Materials and Methods
The study was designed as a prospective and single-center study, and was performed at Cukurova University School of Medicine Department of Infectious Diseases and Clinical Microbiology between February 2013 and October 2013.
Informed consent forms were obtained from the patients or their relatives. Ethics approval was obtained from the institutional ethics committee (Date: 14.02.2013, Project title: A NEW BIOMARKER FOR INTENSIVE CARE UNITPATIENTS: suPAR). Twenty-nine patients from the internal intensive care unit and 29 patients from the reanimation unit were included in the study.
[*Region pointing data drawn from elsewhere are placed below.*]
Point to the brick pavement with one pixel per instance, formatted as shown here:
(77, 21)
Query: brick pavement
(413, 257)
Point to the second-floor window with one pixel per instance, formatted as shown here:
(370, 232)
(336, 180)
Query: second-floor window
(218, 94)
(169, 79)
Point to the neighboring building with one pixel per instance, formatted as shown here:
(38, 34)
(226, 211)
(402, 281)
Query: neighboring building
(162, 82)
A survey was created for the patients, and the required information was recorded on the survey form.
- Inclusion criteria wereMeeting a minimum two of the criteria:
- Body temperature > 38 C° or< 36 C°
- Heart rate > 90 beats/minute
- Respiration rate > 20/minute or PaCO2 < 32 mm-Hg
- White blood cell count > 12000 / μL or < 4000 / μL or > 10% immature neutrophils
- Age ≥ 18 years
- Intensive care unit stays ≥ 72 hours.
Patients who met these three criteria were included in the study. Terminal cancer patients, patients who received massive blood transfusions, and patients with ongoing pregnancy were excluded from the study.
All patients underwent general evaluation (age, gender, diagnosis, and comorbid conditions). Blood biochemistry, whole blood count, and arterial blood gas measurement were performed for all patients. The APACHE II score was calculated within the first 24 hours of admission to the ICU.
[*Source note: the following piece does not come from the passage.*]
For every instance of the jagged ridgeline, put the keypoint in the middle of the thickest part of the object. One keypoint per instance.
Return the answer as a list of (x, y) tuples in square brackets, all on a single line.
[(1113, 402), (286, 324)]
The APACHE II score was calculated by evaluating acute physiological score [body temperature, heart rate, mean arterial pressure, respiration rate, oxygenation, arterial pH, sodium, potassium, creatine, hematocrit, leukocyte count, neurological score (15-Glaskow coma scale)], age, and chronic health condition.
To measure suPAR levels on days 1 and 5 in the ICU, 3 cc blood samples were collected from the peripheral vein into EDTAcontaining tubes. Blood samples were centrifuged at 3,000 rpm for 10 minutes, and plasma samples were separated with the help of a Pasteur pipette. Samples were stored at (-) 80°C until the analysis of suPAR levels. Plasma samples were analyzed by a commercial ELISA kit according to the manufacturer’s instructions (Viro Gates A/S, Denmark).
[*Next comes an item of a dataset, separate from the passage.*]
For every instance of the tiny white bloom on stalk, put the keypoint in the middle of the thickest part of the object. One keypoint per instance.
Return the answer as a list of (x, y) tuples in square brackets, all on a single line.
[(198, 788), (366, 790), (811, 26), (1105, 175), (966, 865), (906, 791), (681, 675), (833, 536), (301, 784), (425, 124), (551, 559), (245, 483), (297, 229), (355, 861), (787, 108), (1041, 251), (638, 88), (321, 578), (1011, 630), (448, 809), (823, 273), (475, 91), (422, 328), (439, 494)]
To measure procalcitonin and CRP levels on days 1 and 5 in the ICU, 5 cc blood samples were collected from the peripheral vein into biochemistry tubes. Blood samples were centrifuged at 4,000 rpm for 5 minutes, and immediatelyanalyzed. A chemiluminescent method was used to analyze PCT levels on a SNIBE MAGLUMI 1000 auto analyzer. A nephelometric method was used to analyze CRP levels on a BECKMAN Coulter IMMAGE 800 auto analyzer. PCT values > 0.5 ng/mL, and CRP values > 0.8 mg/dL were considered significant.
To measure lactate levels on days 1 and 5 in ICU, 1 cc blood samples were collected from the artery into a heparin-containing syringe. Blood samples were analyzed in an ABL 800 blood gas analyzer using ion-selective electrode (amperometric) method. Blood samples were collected in the morning between 8:00 am and 10:00 am.
Statistical analysis
SPSS v.15.0 (SPSS Inc, Chicago, Illinois, USA) was used for statistical analysis. Continuous variables were represented with mean and standard deviation. Numbers and percentages were used to express the categorical variables. The Kolmogorov-Smirnov test was used to compare the mean levels of biomarkers on day 1 and day 5. In case of histograms, the non-parametric Wilcoxon rank test was used to evaluate the variables that did not fit a normal distribution. Receiver operating characteristic (ROC) curves were used to analyze the accuracy of suPAR to predict mortality. According to this method, the following criteria should be met for the best test: sensitivity=100%; false negativity=0 (1-Specificity=0); area under the curve (AUC)=1; and diagnostic value of AUC (p value)<0.05. The Youden index, which uses the point with the highest sensitivity and specificity in the ROC curve, was used to determine the cut-off values. To determine the accuracy of the diagnostic test, the sensitivity, specificity, PPV, and NPV values were calculated at a 95% confidence interval, and were presented in a table. P values <0.05 were considered statistically significant.
Findings
Twenty-nine patients (50%) from the internal intensive care unitand 29 patients (50%) from the reanimation unit were included in the study. Twenty-six patients (44.8%) were male and 32 patients (55.2%) were female. The mean age was 57.54±18.15 years. The median APACHE II score (min-max) at the time of admission to intensive care unit were 23 (range: 3-39).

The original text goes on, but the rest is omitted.